Moreover, the explanation that Palmarini gives for his interpretation is next to ridiculous (here Italian has a better fitting phrase than English: “rasenta il ridicolo,” meaning ‘flies within millimeters from the ridiculous’). Speaking of gene duplications, Palmarini says: “You cannot have two and a half copies, or three copies and a tenth. Gradualism, that is the classical Darwinian idea of small random steps, one after the other, can go to get blessed” (the latter turn of phrase, “vanno a farsi benedire” is ironic Italian for they are so untenable that it would take a miracle to consider them).

Duh, is my technical comment. Of course gene duplications produce an integer number of genes, how could it be otherwise? But that has nothing to do with Darwin’s ideas about gradualism (remember that Chuck didn’t even know about the existence of genes). Moreover, Darwin’s strict gradualism was questioned already by his friend and colleague, Thomas Henry Huxley (known as “Darwin’s bulldog”), and is not accepted in the original form by most biologists today. Finally, and this was rather surprising coming from a scientist (Palmarini is not a biologist, but a physicist turned linguist-psychologist), even “classical” Darwinism was never about random steps.Au contraire, the very concept of natural selection implies anything but randomness. And again, it is creationists who -- willfully or through ignorance -- throw randomness into the mix, without understanding, or refusing to understand, that neither Darwin nor any modern biologist has ever claimed that evolution takes place “at random.”

I do not want to give the reader the impression that evolutionary theory is static and that there aren’t serious discussions about the scope of natural selection and the possibility of additional “non-Darwinian” mechanisms to play important roles in evolution.

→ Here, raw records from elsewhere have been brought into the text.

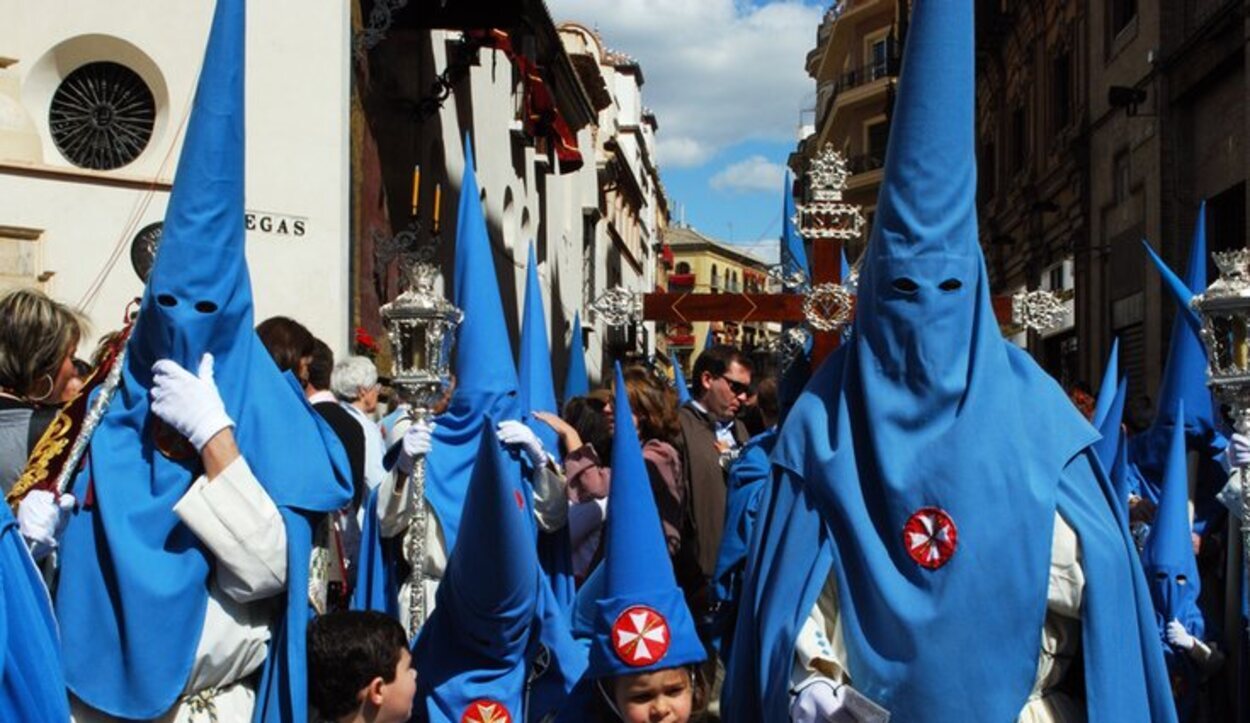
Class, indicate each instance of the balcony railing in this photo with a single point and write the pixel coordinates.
(865, 74)
(865, 161)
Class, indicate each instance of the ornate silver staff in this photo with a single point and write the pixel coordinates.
(1224, 309)
(420, 325)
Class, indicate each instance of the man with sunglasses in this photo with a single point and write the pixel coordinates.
(711, 437)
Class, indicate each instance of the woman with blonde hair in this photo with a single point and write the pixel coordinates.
(38, 340)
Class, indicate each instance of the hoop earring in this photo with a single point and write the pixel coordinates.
(51, 385)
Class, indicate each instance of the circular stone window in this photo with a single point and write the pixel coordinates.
(101, 115)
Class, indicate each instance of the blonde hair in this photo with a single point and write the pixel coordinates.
(36, 334)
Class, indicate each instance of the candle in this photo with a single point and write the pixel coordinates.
(416, 187)
(438, 199)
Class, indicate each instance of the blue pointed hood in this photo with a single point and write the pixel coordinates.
(643, 622)
(1184, 374)
(534, 364)
(485, 373)
(879, 439)
(794, 254)
(1176, 288)
(133, 576)
(1111, 425)
(679, 379)
(576, 382)
(1168, 556)
(474, 649)
(1108, 388)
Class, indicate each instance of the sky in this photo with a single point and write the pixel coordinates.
(728, 86)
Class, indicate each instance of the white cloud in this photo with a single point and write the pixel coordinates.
(754, 174)
(718, 71)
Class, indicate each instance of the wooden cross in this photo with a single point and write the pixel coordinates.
(783, 308)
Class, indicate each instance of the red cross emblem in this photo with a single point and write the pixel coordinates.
(930, 537)
(486, 712)
(640, 636)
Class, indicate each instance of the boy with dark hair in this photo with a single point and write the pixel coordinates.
(360, 669)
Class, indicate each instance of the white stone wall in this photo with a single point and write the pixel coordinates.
(298, 153)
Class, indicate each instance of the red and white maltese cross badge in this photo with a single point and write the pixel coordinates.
(640, 636)
(930, 537)
(486, 712)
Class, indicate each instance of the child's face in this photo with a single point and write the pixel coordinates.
(658, 697)
(396, 703)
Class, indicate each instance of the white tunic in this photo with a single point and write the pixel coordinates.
(240, 525)
(820, 648)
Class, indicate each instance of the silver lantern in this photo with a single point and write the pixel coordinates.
(1224, 309)
(421, 327)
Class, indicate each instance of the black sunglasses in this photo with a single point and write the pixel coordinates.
(736, 387)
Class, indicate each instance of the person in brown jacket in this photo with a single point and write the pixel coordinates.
(711, 435)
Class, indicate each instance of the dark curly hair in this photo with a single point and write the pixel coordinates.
(348, 649)
(655, 405)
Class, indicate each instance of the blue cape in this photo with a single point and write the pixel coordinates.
(134, 581)
(748, 478)
(641, 621)
(486, 380)
(31, 687)
(911, 473)
(480, 644)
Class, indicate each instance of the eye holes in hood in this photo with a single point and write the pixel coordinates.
(906, 285)
(204, 307)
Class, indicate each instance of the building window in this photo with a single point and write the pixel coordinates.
(1061, 90)
(989, 179)
(878, 139)
(1121, 178)
(101, 116)
(1123, 13)
(880, 58)
(1019, 139)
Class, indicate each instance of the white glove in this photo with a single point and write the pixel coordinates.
(418, 442)
(1239, 449)
(189, 403)
(1178, 637)
(820, 701)
(516, 435)
(41, 517)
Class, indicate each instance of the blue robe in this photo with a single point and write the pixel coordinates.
(31, 687)
(900, 641)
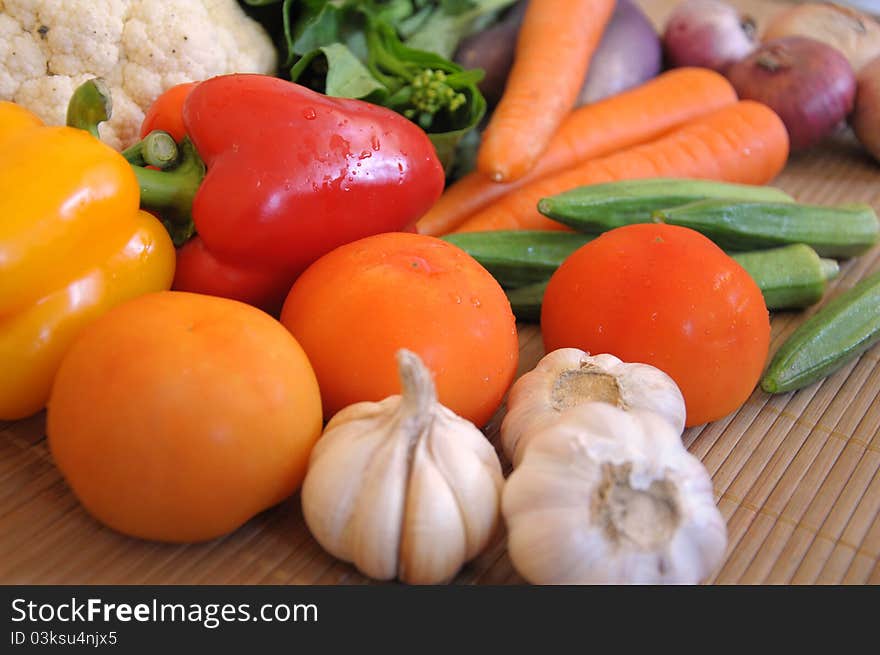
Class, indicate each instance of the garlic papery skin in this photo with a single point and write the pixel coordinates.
(569, 377)
(607, 496)
(403, 487)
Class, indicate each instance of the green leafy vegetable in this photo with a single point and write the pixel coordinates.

Indeed, most of my active research program is precisely about this sort of discussion. But to write in a newspaper “Platypus one, Darwin zero” (as much as I appreciate soccer metaphors) on the basis of discoveries that in fact spectacularly confirm many tenets of current evolutionary theory is unconscionable. We have enough trouble defending science from religiously inspired know-nothings and from ignorant and presumptuous postmodernists, do we have to guard our rear from our own colleagues too?